Last verified: 2026-03-25

Deprecated 2026-05-10. The healthcheck CronJob was suspended on pai-m1 because its state-change posts were noise more than signal. The daily diagnostic loop is now pai-self-improver, which mines OpenObserve for recurring patterns and proposes memory changes for human approval.

The healthcheck agent file is still on disk for ad-hoc invocation (claude --agent healthcheck) when you want a quick pod / ArgoCD / Vault read. The old shell-only healthcheck.sh cron lives at infra/ai-agents/cronjobs/scripts/healthcheck.sh if you ever want to flip it back on temporarily.

Overview

The health check agent (claude --agent healthcheck) runs a systematic check of every workload in the pai-m1 K8s cluster. It uses kubectl for pod/app status, the OpenObserve MCP for log error scanning, and the Linear MCP for bug filing with deduplication.

Source: .claude/agents/healthcheck.md

Usage

claude --agent healthcheck

No arguments needed.
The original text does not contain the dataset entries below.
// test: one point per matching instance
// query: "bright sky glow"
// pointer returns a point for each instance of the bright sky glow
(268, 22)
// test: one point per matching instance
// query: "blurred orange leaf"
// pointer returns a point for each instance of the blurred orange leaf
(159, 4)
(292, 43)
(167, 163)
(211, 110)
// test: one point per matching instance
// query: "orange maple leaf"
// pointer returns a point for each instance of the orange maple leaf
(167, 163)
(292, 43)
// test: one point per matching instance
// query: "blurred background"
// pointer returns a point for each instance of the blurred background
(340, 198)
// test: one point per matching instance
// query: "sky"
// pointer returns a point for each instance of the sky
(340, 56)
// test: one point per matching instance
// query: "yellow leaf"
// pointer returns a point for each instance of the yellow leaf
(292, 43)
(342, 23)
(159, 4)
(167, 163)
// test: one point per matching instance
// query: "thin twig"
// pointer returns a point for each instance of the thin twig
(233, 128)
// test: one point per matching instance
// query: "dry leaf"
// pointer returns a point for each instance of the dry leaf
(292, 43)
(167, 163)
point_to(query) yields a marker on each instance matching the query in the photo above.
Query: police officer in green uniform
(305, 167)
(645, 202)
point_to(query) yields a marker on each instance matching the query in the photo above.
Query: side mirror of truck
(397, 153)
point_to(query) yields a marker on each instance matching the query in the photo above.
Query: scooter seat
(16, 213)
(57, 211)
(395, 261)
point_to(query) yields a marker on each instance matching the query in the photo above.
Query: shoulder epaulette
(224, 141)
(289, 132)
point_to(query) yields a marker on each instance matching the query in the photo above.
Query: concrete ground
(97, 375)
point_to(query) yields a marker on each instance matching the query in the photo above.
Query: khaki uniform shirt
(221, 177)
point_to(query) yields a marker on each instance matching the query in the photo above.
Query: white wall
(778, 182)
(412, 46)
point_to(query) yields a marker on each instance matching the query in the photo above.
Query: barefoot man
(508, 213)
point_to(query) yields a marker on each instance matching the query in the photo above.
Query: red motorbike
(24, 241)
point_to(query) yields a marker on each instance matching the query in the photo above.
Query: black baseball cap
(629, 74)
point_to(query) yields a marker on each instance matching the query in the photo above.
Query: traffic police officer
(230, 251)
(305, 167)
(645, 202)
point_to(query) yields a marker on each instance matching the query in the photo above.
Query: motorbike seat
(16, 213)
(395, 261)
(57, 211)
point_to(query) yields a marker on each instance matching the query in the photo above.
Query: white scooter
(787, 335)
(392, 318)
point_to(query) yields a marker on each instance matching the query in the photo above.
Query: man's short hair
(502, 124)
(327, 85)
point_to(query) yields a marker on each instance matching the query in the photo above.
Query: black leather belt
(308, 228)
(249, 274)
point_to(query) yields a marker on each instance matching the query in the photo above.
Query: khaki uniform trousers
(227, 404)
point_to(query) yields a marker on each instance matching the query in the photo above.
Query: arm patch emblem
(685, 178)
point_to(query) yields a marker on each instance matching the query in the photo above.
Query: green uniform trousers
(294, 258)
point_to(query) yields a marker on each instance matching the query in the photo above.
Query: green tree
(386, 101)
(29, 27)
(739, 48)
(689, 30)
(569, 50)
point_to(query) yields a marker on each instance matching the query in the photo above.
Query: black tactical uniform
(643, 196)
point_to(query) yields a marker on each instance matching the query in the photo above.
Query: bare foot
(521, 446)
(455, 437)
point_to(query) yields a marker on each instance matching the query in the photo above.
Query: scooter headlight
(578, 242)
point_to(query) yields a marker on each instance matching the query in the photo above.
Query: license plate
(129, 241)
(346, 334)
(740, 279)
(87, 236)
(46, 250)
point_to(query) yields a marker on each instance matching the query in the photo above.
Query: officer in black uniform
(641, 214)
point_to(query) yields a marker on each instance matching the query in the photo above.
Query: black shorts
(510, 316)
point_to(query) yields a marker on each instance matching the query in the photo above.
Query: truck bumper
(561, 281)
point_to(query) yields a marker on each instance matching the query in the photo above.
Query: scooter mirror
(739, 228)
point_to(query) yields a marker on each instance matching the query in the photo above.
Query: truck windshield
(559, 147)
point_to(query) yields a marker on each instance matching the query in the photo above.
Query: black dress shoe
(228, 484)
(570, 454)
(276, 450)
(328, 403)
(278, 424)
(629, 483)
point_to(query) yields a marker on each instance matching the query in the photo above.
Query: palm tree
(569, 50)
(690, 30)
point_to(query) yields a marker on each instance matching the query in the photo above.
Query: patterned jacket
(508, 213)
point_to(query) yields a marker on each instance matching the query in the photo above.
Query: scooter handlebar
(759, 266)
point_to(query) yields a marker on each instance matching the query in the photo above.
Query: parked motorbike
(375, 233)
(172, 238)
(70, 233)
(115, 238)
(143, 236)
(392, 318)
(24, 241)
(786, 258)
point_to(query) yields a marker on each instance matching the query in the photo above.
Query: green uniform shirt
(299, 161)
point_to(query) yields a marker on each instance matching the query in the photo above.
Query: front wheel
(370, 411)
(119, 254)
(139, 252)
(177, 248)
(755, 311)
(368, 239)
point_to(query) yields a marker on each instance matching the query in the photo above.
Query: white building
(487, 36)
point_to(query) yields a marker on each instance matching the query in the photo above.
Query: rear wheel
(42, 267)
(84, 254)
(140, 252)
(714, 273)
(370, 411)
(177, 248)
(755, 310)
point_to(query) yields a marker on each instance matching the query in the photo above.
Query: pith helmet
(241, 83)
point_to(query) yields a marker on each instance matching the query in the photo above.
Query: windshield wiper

The agent runs all checks and outputs a summary table.

What It Checks

Check Method Pass Condition
Pod health kubectl get pods -A All pods Running/Completed
ArgoCD sync kubectl get applications -n argocd All apps Synced + Healthy
CronJob health kubectl get jobs -n ai-agents Latest run per CronJob succeeded
Log errors o2_error_summary (1h) No error-level logs
Vault status vault status sealed=false, initialized=true
Log ingestion o2_list_streams k8s_logs stream has recent docs

Linear Integration

When issues are found, the agent:

  1. Searches open Linear issues labeled health-check
  2. If an existing issue matches, adds a comment instead of duplicating
  3. If a similar resolved issue exists, creates new issue referencing it
  4. New issues use title format: [health-check] namespace/workload: description
  5. Max 5 issues per run — related errors are batched

Expected Workloads

The agent knows what should be running and flags missing workloads:

  • argocd: server, repo-server, redis, applicationset-controller
  • ai-agents: pai-responder, journalist cronjobs, pai-morning cronjob
  • openobserve: openobserve-standalone, vector
  • vault: vault, vault-agent-injector
  • cloudflared: cloudflared
  • kube-system: coredns, traefik, local-path-provisioner

Future: Scheduled Runs

Currently manual. Plan is to run as a K8s CronJob (like the journalist) on a schedule, posting results to Discord and filing bugs automatically.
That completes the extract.